US Air Force tests artificial intelligence on board a U-2 aircraft
US Air Force tests artificial intelligence on board a U-2 aircraft

| Antony Angrand

US Air Force tests artificial intelligence on board a U-2 aircraft

The US Air Force experimented with artificial intelligence on board a Lockheed U-2 in a simulated mission. Pilot and artificial intelligence shared the tasks, with the pilot doing the flying. The equipment was designed to be easily transferable to another aircraft, thus representing the very beginning of the flight tests.

A U-2 on take-off from Beale Air Force Base

The US Air Force flew a Lockheed U-2 with artificial intelligence as part of the crew for the first time on 15 December 2020. The AI algorithm, known as ARTU, flew with the pilot, Maj. "Vudu of the US Air Force, on board a U-2 assigned to the 9th Reconnaissance Wing at Beale Air Force Base. Researchers at the Air Combat Command Federal Laboratory developed ARTU and trained it to perform specific in-flight tasks that would otherwise be performed by the pilot.

Sensors and tactical navigation for ARTU

"Putting AI at the controls of a US military system in complete safety for the first time ushers in a new era of man-machine teaming," said William Roper, Air Force Assistant Secretary for Procurement, Technology and Logistics. During the flight, ARTU was responsible for the use of sensors and tactical navigation, while the pilot flew the aircraft and coordinated with the AI on the sensor operation. Together, they carried out a reconnaissance mission during a simulated missile launch. ARTU's primary responsibility was to find enemy launchers while the pilot searched for threatening aircraft, both sharing the U-2's radar.
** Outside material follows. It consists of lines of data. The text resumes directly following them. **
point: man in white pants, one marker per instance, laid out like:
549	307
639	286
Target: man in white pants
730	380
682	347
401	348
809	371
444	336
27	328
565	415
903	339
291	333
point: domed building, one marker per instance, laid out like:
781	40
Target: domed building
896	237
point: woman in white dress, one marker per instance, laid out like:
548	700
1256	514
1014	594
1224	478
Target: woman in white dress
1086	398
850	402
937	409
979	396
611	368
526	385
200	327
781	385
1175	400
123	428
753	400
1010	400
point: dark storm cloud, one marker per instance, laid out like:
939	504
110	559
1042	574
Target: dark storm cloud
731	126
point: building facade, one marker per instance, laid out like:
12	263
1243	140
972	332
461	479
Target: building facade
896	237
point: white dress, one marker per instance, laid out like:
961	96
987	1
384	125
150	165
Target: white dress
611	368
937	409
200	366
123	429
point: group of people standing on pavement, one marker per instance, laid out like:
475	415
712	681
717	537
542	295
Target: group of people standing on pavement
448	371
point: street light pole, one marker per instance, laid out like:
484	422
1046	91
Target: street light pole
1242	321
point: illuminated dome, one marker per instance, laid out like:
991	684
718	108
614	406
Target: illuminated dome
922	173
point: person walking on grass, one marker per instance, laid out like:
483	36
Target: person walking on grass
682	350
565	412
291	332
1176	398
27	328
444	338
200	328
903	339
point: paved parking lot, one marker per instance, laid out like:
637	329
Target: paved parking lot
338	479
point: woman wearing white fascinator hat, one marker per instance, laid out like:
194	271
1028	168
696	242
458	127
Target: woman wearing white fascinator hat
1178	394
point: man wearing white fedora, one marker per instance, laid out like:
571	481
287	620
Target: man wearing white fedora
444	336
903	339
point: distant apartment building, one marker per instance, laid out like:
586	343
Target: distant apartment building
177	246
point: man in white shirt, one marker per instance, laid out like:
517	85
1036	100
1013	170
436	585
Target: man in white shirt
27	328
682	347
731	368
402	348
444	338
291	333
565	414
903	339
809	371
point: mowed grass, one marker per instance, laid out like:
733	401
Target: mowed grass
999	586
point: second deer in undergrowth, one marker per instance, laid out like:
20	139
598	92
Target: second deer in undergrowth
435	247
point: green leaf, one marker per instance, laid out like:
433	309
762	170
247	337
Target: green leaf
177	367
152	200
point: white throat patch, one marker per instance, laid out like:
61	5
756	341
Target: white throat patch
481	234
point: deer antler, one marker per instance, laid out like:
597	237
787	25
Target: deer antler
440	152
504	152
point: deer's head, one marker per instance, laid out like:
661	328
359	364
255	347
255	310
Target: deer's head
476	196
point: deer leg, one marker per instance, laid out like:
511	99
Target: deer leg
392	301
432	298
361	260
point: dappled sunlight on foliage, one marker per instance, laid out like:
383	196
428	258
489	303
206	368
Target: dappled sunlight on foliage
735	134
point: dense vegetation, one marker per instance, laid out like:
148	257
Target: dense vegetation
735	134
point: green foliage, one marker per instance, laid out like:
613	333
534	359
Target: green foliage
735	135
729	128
A technology intended as easily transferable

The theft was part of a precisely constructed scenario that pitted AI against another dynamic computer algorithm to prove the new technology. After take-off, control of the sensor was handed over to ARTU who then manipulated the sensor, based on information previously learned from more than half a million computer-simulated training iterations. The pilot and AI were able to share the sensor and achieve the mission objectives. The Federal Laboratory designed this AI technology to be easily transferable to other systems and plans to further refine this technology.